Il existe au large de la péninsule de Kintyre une bande de terre de dix kilomètres sur deux que le Gulf Stream traite avec une douceur étonnante. Les palmiers y poussent à la même latitude que le Labrador. Gigha, la plus méridionale des Hébrides, doit à ce microclimat son surnom d'« île de Dieu », hérité des Vikings, et surtout ses jardins, parmi les plus réputés de l'ouest écossais. Les navires de croisière, de petite taille pour la plupart, mouillent devant Ardminish, l'unique village, et y transfèrent leurs passagers en annexe.

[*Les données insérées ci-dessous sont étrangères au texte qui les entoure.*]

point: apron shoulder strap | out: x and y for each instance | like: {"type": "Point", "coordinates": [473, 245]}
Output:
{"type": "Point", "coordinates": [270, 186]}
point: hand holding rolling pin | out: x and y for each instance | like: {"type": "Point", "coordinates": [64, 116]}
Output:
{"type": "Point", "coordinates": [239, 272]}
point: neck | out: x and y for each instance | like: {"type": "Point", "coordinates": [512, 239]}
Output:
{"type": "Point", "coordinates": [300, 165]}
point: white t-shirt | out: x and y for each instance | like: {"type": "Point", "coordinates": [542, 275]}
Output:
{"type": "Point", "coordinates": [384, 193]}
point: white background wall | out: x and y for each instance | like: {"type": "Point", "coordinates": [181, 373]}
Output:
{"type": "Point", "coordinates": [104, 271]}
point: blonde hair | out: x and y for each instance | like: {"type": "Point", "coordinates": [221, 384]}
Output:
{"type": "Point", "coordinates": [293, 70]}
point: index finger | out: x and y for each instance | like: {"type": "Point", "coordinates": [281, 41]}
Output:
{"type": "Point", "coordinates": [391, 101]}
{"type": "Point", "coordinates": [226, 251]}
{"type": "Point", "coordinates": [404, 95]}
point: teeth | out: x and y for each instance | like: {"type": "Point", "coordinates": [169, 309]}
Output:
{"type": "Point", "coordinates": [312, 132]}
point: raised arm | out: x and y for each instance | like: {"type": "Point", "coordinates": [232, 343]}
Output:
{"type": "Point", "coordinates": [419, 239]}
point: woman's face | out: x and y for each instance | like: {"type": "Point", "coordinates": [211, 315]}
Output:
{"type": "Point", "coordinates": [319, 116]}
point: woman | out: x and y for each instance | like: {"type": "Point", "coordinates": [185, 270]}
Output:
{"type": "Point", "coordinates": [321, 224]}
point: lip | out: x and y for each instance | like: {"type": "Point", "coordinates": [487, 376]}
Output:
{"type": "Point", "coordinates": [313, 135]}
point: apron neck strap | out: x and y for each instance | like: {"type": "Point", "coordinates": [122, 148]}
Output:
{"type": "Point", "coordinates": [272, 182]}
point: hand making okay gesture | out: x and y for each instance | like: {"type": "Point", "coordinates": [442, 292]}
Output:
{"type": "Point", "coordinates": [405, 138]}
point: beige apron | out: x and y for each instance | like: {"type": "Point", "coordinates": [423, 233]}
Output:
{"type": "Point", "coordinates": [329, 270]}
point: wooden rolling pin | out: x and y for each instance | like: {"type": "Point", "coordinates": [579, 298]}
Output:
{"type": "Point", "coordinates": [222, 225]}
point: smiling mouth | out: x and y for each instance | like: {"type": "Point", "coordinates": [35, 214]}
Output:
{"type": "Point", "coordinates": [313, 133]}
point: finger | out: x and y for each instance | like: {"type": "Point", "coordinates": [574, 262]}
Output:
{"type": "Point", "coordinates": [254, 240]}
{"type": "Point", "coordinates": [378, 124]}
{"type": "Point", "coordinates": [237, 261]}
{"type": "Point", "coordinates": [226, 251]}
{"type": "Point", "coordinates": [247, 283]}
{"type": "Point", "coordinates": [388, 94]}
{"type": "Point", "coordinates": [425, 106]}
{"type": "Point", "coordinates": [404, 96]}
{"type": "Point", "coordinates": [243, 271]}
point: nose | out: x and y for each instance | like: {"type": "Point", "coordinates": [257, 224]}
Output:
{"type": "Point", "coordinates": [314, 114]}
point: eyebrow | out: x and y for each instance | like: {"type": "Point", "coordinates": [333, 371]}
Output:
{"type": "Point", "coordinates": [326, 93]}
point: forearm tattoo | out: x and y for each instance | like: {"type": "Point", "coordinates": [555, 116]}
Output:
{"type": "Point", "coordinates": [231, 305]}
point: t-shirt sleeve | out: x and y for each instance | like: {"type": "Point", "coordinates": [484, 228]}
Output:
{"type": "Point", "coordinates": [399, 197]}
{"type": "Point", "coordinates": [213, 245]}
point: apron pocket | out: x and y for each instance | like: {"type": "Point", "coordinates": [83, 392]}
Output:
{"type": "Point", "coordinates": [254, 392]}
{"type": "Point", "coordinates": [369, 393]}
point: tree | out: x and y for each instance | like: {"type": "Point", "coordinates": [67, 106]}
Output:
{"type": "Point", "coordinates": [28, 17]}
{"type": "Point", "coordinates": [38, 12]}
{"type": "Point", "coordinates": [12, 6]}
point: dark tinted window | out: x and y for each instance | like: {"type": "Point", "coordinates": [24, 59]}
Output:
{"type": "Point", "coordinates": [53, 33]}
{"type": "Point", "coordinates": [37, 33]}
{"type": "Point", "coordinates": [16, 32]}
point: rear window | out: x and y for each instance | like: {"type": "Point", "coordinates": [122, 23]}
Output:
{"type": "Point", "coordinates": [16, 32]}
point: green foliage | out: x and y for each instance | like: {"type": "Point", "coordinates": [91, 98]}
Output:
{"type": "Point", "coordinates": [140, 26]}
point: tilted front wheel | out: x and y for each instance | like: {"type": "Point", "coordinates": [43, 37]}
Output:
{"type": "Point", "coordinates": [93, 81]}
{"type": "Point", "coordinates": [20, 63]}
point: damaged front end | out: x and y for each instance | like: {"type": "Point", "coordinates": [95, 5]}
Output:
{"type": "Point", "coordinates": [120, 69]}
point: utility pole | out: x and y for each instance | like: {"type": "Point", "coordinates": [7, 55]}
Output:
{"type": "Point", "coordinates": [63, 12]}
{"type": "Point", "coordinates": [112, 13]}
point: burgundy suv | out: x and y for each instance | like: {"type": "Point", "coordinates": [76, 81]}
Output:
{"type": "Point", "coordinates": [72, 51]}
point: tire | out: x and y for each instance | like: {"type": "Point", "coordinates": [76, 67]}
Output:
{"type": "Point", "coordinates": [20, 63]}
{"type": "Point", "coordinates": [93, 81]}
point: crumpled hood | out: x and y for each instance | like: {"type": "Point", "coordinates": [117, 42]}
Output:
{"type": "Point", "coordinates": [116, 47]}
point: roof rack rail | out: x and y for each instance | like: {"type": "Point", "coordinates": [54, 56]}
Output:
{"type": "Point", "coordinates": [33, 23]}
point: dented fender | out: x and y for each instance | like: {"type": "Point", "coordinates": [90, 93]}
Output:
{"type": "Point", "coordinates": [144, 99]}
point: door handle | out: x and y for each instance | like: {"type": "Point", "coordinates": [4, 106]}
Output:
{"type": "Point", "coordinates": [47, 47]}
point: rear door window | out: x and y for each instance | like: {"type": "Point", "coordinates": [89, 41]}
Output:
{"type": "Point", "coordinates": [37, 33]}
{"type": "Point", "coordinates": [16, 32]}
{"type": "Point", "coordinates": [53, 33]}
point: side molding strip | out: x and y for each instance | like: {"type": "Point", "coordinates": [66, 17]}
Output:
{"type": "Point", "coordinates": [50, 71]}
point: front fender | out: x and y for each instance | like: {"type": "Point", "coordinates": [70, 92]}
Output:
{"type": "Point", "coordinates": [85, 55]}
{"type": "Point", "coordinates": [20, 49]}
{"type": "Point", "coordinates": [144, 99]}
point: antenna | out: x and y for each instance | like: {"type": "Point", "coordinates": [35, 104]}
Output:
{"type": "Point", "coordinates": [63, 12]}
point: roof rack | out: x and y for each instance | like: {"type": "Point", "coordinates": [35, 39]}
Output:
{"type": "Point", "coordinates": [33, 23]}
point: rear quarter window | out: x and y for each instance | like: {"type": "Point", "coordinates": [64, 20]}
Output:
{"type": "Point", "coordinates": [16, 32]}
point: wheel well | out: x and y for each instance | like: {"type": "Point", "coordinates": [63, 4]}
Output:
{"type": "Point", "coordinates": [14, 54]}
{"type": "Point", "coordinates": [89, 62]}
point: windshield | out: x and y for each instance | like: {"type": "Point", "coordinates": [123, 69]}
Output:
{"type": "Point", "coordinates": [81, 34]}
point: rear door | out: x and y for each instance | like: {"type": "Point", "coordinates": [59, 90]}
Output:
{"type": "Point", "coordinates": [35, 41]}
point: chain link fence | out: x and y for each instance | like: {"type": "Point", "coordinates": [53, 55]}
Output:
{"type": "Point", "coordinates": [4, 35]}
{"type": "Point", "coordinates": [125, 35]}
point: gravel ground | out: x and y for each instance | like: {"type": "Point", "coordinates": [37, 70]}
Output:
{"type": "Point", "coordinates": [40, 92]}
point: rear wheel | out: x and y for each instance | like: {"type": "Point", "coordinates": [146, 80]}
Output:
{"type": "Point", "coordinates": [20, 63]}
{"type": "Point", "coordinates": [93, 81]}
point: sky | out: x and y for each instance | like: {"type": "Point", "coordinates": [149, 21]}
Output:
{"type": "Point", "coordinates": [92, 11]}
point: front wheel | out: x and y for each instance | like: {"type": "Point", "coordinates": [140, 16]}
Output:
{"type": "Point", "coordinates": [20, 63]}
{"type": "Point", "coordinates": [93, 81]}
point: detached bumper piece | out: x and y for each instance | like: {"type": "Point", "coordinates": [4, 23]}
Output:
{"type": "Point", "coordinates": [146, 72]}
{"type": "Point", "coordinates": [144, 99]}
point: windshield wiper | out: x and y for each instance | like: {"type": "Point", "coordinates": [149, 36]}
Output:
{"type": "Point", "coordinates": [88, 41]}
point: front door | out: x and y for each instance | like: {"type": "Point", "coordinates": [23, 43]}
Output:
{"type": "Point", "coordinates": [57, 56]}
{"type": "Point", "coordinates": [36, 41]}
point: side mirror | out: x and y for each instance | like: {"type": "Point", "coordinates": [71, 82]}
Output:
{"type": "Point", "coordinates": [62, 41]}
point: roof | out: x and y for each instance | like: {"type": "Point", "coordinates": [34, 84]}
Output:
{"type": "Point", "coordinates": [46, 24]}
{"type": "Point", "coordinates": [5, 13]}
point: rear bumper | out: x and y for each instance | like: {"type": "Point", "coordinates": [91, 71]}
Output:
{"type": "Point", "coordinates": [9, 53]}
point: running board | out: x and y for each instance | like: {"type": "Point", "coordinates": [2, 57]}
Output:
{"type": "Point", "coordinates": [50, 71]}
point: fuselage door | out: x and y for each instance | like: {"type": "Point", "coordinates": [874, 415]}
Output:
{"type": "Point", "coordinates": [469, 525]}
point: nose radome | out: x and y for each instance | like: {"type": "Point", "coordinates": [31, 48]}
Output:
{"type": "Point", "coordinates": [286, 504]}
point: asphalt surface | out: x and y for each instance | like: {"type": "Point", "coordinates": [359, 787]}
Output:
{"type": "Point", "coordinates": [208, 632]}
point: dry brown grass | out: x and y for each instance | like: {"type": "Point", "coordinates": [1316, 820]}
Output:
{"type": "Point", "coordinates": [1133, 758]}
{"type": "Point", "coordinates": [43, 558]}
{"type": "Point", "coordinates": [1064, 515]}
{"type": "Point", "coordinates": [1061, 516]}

Ardminish, un village en bord d'anse

Le débarquement se fait dans une baie paisible bordée de quelques maisons blanches, d'une école, d'un hôtel et d'un magasin général qui fait aussi office de café. Presque toute la vie insulaire se concentre ici. Depuis 2002, les quelque 160 résidents possèdent collectivement leur territoire, racheté au terme d'une campagne qui a marqué l'Écosse rurale. Le visiteur le remarque vite : les projets communautaires s'affichent fièrement, du quai réaménagé aux éoliennes baptisées les « Dancing Ladies », qui financent la vie locale.

Les jardins d'Achamore

À un kilomètre et demi du débarcadère, une allée bordée d'arbres mène aux jardins d'Achamore, créés à partir de 1944 par Sir James Horlick, un passionné d'horticulture qui consacra sa fortune à cette œuvre de verdure. Sur une vingtaine d'hectares s'épanouissent rhododendrons, camélias, azalées et espèces subtropicales qui n'ont rien à faire sous un ciel écossais, mais qui s'y plaisent grâce à la tiédeur du courant marin. Les sentiers serpentent entre les massifs, débouchent sur des clairières et réservent une récompense : un point de vue sur la crête ouest du jardin d'où l'on aperçoit les reliefs d'Islay et de Jura par-dessus la mer. Prévoyez une bonne heure pour en faire le tour sans vous presser ; les jardiniers croisés dans les allées répondent volontiers aux questions, et le printemps, saison des rhododendrons en fleurs, transforme certains sous-bois en tunnels de couleurs.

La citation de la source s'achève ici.